Festival Résonance: l’audio n’a pas dit son dernier mot
Photo: Pablo A. Ortiz/Métro«Tout est écriture», selon Marie-Louise Arsenault

Derrière la variété de productions audio qui trouvent le chemin de nos oreilles se cache un travail colossal d’écriture. Cet aspect invisible de la création sonore est au coeur de la troisième édition du festival Résonance. Qui de mieux que Marie-Louise Arsenault, femme de radio et de mots, pour en être porte-parole?

«Je trouvais ça cohérent», affirme la sympathique animatrice de la quotidienne Plus on est de fous, plus on lit! qui a accepté avec plaisir l’invitation des co-directrices du festival, Marie-Laurence Rancourt et Alexandra B Lefebvre.

Cohérent, car non seulement Marie-Louise Arsenault est une personnalité incontournable des ondes hertziennes, mais elle est aussi à la barre d’une émission dont la mission est d’explorer les mots sous toutes leurs formes.

Vous êtes la porte-parole tout indiquée pour cet événement. Comment la création audio et la littérature se rejoignent-elles, selon vous?

Dans les deux cas, il s’agit de raconter des histoires, même à la radio en direct. C’est partout la même chose en journalisme: comment raconter une histoire, intéresser les gens, présenter des personnages? On est présentement beaucoup dans le storytelling, c’est très valorisé dans le podcast, et il y a toutes sortes de façons maintenant de proposer une histoire, de jouer avec le son.

C’est d’ailleurs une question qu’on se pose tous les jours à Plus on lit. Même quand je fais une entrevue avec un invité en direct, je me fais un scénario: De quoi je pars? Comment je raconte son histoire? Quelles questions vais-je poser? Tout est écriture, quand on y pense vraiment. Si on essaie d’être créatif, de faire les choses autrement, il faut réfléchir à la façon dont on va présenter nos affaires, et tout ça, c’est de l’écriture.

Justement, le thème de Résonance cette année est «l’écriture invisible». Croyez-vous que l’écriture radio manque de visibilité ou de reconnaissance?

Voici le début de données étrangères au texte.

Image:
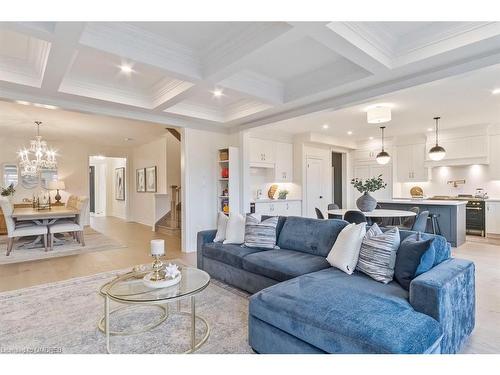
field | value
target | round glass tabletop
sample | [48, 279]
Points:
[130, 288]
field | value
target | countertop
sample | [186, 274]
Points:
[275, 200]
[429, 202]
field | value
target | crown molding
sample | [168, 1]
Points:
[140, 45]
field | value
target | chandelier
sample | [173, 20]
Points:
[38, 157]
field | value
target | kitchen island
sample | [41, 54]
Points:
[450, 215]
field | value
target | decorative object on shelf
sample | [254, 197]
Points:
[120, 184]
[8, 191]
[272, 191]
[43, 202]
[282, 194]
[437, 152]
[383, 156]
[378, 115]
[417, 192]
[366, 203]
[140, 180]
[223, 155]
[56, 185]
[38, 157]
[151, 179]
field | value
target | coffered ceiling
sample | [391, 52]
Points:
[167, 72]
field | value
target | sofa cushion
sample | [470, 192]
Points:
[311, 236]
[229, 254]
[283, 264]
[341, 313]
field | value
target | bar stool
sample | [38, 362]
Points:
[435, 223]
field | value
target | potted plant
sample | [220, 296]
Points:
[366, 202]
[8, 191]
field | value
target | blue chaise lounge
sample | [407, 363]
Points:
[300, 304]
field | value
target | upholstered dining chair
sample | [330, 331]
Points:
[319, 214]
[14, 230]
[68, 226]
[332, 206]
[356, 217]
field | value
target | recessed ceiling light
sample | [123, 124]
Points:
[46, 106]
[126, 68]
[217, 93]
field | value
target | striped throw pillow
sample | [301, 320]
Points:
[260, 234]
[377, 256]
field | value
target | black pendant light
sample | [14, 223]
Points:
[437, 152]
[383, 156]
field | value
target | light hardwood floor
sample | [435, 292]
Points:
[135, 236]
[485, 253]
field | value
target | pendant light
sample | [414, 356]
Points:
[383, 156]
[437, 152]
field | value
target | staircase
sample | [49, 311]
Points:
[170, 224]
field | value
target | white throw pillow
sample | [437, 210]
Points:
[345, 251]
[235, 230]
[222, 220]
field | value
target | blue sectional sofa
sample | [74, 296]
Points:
[302, 305]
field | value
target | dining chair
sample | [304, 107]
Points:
[319, 214]
[420, 222]
[67, 226]
[16, 231]
[356, 217]
[332, 206]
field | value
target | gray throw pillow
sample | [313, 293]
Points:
[260, 234]
[377, 256]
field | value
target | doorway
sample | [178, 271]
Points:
[314, 194]
[108, 186]
[337, 173]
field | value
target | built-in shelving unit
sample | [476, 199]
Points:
[228, 184]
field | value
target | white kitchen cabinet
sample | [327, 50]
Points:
[493, 217]
[494, 157]
[284, 162]
[279, 208]
[262, 152]
[410, 163]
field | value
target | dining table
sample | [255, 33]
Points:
[43, 217]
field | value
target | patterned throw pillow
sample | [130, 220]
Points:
[260, 234]
[377, 256]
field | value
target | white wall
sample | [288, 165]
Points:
[476, 176]
[199, 153]
[148, 155]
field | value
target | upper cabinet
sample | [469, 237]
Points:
[262, 152]
[410, 163]
[284, 162]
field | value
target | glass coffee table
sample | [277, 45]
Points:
[128, 289]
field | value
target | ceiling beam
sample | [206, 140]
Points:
[61, 55]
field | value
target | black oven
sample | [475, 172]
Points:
[475, 217]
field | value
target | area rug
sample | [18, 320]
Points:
[62, 317]
[94, 241]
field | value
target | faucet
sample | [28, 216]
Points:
[456, 182]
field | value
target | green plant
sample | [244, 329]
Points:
[8, 190]
[282, 194]
[369, 185]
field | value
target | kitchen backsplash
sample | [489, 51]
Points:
[475, 176]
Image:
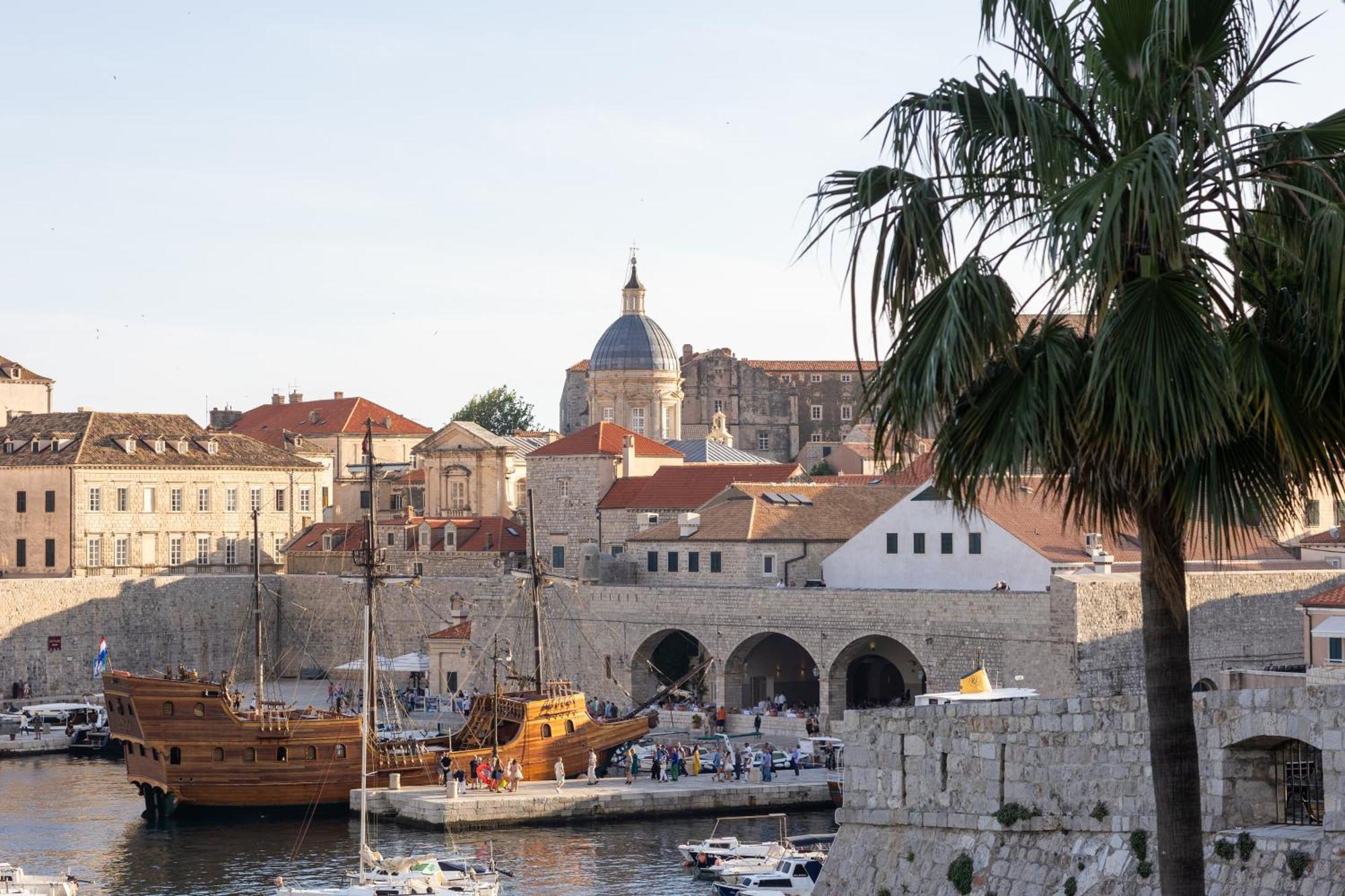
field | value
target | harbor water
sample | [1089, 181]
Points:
[80, 813]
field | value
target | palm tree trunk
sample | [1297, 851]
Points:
[1174, 749]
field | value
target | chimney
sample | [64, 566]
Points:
[627, 456]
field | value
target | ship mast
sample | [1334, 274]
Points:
[258, 669]
[537, 592]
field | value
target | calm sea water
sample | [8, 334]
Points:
[64, 811]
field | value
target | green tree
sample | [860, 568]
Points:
[501, 411]
[1198, 393]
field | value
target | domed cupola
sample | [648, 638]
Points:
[634, 341]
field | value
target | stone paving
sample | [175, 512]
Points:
[540, 802]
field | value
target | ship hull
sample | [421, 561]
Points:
[186, 747]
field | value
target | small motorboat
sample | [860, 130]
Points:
[792, 874]
[14, 880]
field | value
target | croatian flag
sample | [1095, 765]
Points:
[102, 661]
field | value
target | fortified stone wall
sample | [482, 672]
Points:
[923, 787]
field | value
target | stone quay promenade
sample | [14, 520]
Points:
[537, 802]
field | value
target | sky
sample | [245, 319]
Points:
[416, 202]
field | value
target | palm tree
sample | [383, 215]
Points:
[1199, 388]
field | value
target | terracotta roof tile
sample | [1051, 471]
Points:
[687, 487]
[96, 443]
[605, 439]
[743, 513]
[333, 416]
[462, 631]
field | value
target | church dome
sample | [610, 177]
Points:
[634, 341]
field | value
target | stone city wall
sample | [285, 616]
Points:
[923, 786]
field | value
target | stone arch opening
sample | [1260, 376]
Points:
[875, 670]
[1273, 780]
[665, 657]
[773, 670]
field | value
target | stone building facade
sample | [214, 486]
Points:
[24, 392]
[98, 494]
[923, 787]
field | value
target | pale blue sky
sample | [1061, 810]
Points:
[416, 202]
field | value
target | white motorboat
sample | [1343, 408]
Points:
[15, 880]
[792, 874]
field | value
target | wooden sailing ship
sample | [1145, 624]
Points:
[188, 743]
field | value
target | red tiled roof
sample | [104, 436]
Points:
[1334, 596]
[687, 487]
[810, 366]
[605, 439]
[462, 631]
[334, 416]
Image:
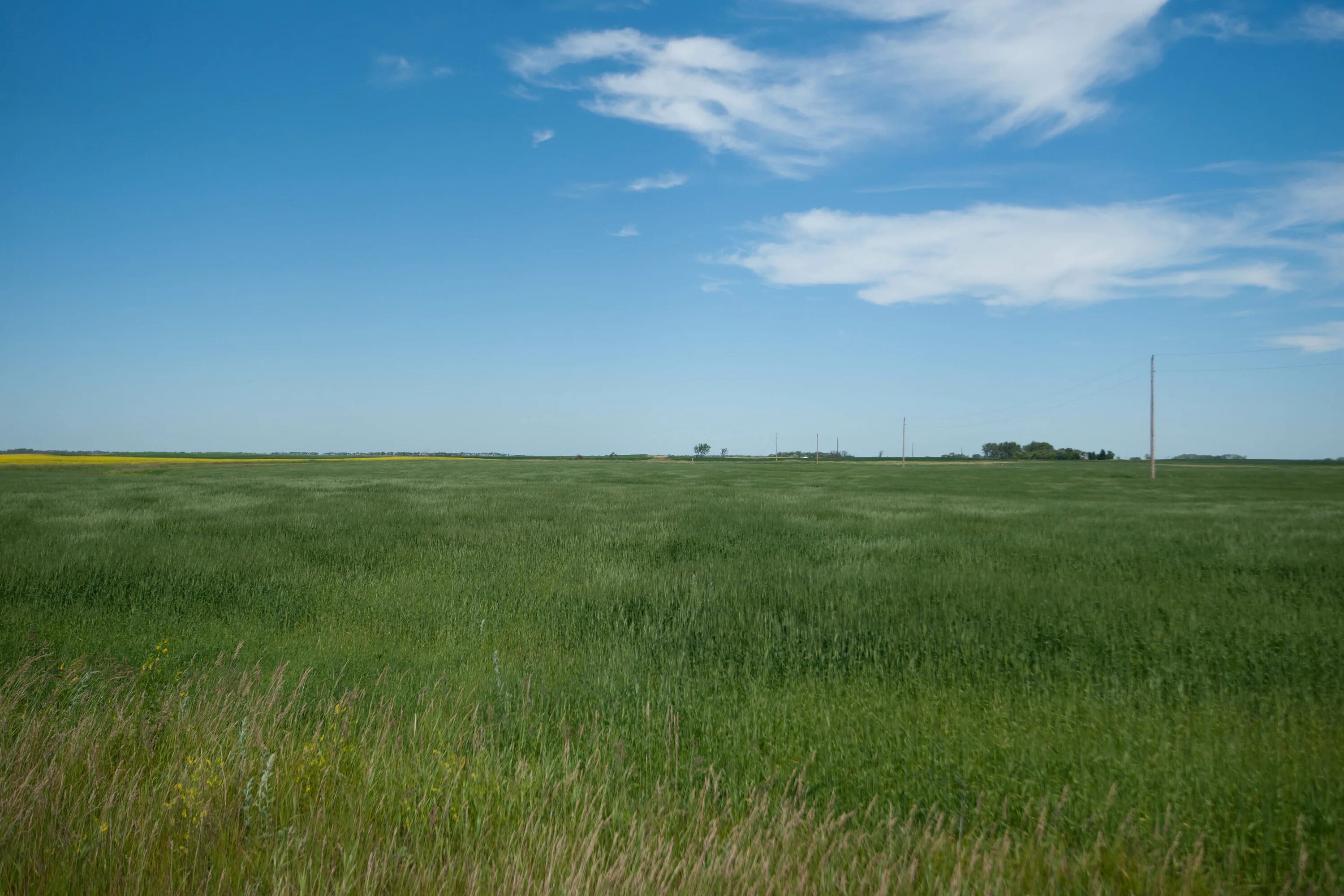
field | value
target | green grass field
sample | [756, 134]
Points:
[668, 677]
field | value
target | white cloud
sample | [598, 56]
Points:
[1017, 256]
[392, 70]
[1002, 64]
[1312, 23]
[667, 181]
[784, 113]
[1314, 340]
[1322, 23]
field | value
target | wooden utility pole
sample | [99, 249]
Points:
[1152, 417]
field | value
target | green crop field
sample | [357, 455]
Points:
[527, 676]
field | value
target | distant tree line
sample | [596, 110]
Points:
[1041, 452]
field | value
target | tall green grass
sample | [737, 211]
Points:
[955, 646]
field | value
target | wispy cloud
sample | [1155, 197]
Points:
[392, 70]
[1312, 23]
[1019, 256]
[1322, 23]
[1315, 340]
[667, 181]
[1002, 64]
[906, 189]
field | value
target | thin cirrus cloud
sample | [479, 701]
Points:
[1019, 256]
[392, 70]
[1314, 23]
[1002, 65]
[667, 181]
[1315, 340]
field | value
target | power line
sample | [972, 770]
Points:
[1245, 351]
[1277, 367]
[1039, 398]
[1042, 410]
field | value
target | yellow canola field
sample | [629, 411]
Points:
[72, 460]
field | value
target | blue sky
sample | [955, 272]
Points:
[585, 226]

Il manque de visibilité dans bien des affaires! (Rires) C’est drôle, parce ce que la radio est le plus vieux des médias électroniques, et aujourd’hui, c’est le média qui survit à tout et qui est plus moderne que jamais. Les cotes d’écoute sont très bonnes, il n’y a pas de désistement, contrairement à la télévision générale. Et le balado renouvelle le genre. On télécharge ce qu’on veut et on l’écoute comme on veut. C’est vraiment une période excitante pour ça! Mais c’est un média pour lequel il n’y a pas de gala ou de prix, contrairement à la télé. En même temps, est-ce qu’on en a besoin tant que ça? La reconnaissance la plus grande est quand les gens nous disent qu’ils restent dans leur auto pour nous écouter. C’est un média extrêmement puissant, vraiment dans l’intimité.

Une des préoccupations du festival est la dimension artistique de la création sonore. Estimez-vous qu’il s’agit d’une forme d’art à part entière?

Ah oui! C’est un art. C’est tellement le fun de faire du montage, d’avoir de la matière, de la mettre en place et de mettre en scène, jouer avec le silence, avec la musique, placer un rire… C’est exceptionnel et c’est tellement plus évocateur que l’image! Tout comme en littérature – un autre lien! –, ça fait appel à l’imagination. La personne qui écoute peut s’imaginer l’allure des personnages, le lieu, le contexte. Je réalise à quel point il y a là un point fort.

Dans le cadre de Résonance, vous aborderez au cours d’un entretien devant public des questions comme les rapprochements et les distinctions entre la radio et la littérature. Qu’est-ce que la radio permet que l’écriture ne permette pas?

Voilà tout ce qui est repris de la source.